Sensibly, too, in many cases, as the "register" was used to help calculate part of local authority grant aid, and was usually so far off of the actual number of disabled people that the LA almost always got under-funded.

it also contributed to the notion of the disabled as a parallel community , 'equal but different' ...
 
some people who object to the use of testing in determining ability / disability claim that anything which aims to classify or offer treatments for things is 'medicalising' , this can also include suggesting that physical medical treatments or 'psychiatric' drugs + talking approaches are the most effective ways to deal with an issue

it's also all aobut those who want to make pathology 'normal' ...
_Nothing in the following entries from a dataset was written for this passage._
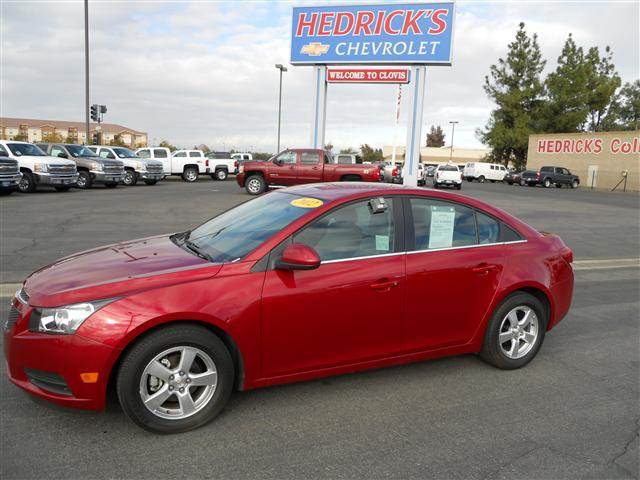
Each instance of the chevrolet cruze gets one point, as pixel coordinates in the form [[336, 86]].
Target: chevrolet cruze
[[301, 283]]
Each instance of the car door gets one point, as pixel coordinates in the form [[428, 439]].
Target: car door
[[310, 167], [283, 169], [452, 273], [350, 308]]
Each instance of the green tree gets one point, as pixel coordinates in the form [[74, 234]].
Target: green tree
[[516, 88], [629, 106], [435, 137], [567, 91], [602, 83], [370, 154]]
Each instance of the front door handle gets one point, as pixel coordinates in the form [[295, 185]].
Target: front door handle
[[484, 269], [384, 285]]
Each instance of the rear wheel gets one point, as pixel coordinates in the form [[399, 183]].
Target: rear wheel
[[27, 183], [175, 379], [84, 179], [255, 185], [190, 174], [515, 332]]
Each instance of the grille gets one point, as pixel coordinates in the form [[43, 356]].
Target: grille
[[12, 318], [62, 169]]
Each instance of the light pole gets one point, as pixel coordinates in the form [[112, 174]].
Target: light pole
[[282, 68], [453, 131]]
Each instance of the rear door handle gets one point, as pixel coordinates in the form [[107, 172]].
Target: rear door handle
[[484, 269], [384, 285]]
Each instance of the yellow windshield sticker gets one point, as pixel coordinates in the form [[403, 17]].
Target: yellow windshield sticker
[[306, 202]]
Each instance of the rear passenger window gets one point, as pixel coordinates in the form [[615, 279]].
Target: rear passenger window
[[442, 224]]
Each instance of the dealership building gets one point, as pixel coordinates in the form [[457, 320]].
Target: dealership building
[[601, 160], [34, 130]]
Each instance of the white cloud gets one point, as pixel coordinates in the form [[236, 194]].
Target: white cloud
[[204, 72]]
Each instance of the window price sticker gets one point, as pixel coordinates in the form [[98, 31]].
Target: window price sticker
[[442, 222]]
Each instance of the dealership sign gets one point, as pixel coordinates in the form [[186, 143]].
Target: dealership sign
[[368, 75], [415, 33]]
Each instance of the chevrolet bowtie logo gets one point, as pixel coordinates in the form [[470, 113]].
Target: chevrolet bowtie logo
[[314, 49]]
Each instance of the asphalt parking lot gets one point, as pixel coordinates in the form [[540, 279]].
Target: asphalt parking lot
[[572, 413]]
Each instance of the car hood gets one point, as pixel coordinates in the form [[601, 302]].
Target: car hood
[[115, 270]]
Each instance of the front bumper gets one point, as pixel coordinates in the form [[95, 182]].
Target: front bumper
[[56, 179], [106, 177], [10, 181], [33, 359]]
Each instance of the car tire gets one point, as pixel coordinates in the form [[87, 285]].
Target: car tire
[[521, 321], [220, 174], [84, 180], [190, 175], [162, 351], [129, 178], [27, 183], [255, 185]]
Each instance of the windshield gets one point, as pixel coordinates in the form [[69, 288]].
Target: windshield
[[124, 152], [27, 149], [235, 233], [80, 151]]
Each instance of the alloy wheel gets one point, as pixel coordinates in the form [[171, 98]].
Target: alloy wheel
[[178, 382], [518, 332]]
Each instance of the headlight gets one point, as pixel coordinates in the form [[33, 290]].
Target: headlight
[[64, 320]]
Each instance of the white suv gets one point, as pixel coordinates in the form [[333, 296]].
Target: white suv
[[447, 174]]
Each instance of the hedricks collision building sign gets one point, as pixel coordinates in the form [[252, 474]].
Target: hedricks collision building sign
[[416, 33]]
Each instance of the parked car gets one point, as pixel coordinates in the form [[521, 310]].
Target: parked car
[[514, 177], [39, 169], [303, 165], [482, 171], [91, 168], [221, 165], [10, 175], [135, 168], [548, 176], [449, 175], [188, 164], [306, 282]]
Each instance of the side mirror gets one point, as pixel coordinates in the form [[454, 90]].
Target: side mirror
[[298, 257]]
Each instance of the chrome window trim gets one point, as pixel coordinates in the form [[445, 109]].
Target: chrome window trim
[[421, 251]]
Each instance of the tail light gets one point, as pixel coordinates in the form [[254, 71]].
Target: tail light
[[567, 254]]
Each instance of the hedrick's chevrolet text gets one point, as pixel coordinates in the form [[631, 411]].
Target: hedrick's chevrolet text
[[300, 283]]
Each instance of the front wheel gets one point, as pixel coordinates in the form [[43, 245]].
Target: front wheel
[[515, 332], [255, 185], [129, 178], [175, 379]]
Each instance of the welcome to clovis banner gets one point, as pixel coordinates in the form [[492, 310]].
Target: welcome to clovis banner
[[415, 33]]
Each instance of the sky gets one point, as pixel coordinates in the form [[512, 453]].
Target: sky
[[203, 72]]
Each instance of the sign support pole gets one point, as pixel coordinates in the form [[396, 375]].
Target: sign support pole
[[319, 110], [414, 125]]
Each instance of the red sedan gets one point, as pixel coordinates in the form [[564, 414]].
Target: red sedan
[[301, 283]]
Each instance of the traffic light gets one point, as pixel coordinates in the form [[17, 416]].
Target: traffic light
[[94, 112]]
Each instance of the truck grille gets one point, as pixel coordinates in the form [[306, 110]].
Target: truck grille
[[62, 169]]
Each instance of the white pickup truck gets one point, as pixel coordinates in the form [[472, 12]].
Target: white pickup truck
[[221, 165], [188, 164], [38, 168], [135, 168], [447, 174]]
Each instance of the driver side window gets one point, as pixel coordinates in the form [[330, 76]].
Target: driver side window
[[351, 231], [287, 157]]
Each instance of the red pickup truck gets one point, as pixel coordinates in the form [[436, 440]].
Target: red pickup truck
[[296, 166]]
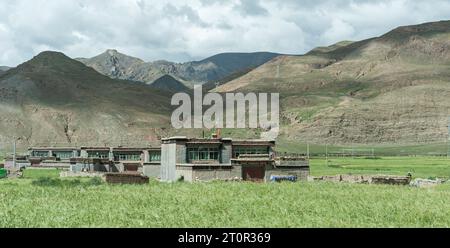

it's the illogical conclusion of those who have extrapolated the psycho-social model and forget that both ' the medical model' and ' the psycho-social model' have generally been merged into a bio-psycho-social model - just the funding in the UK is insufficiently joined up and rather less joined than that elsewhere in the world

It's also social w**kers vs Doctors with collateral Damage in the Nurses and AHPs depending on the view of the individual making the criticiam ( i.e. they are either twoo wishy washy and don't pay enough attention to facts, science and objective assessment of behaviours and ability OR alternatively their are the running dog lackeys of the patriarchial medicla establishment becasue they don;t just rely on the fluffy and touchy feely subjective stuff)
I have no idea what you mean by this post. None whatsoever.
 
it also contributed to the notion of the disabled as a parallel community , 'equal but different' ...
Which isn't a surprise when people persist in calling those with disabilities 'the disabled', thus ostracising them.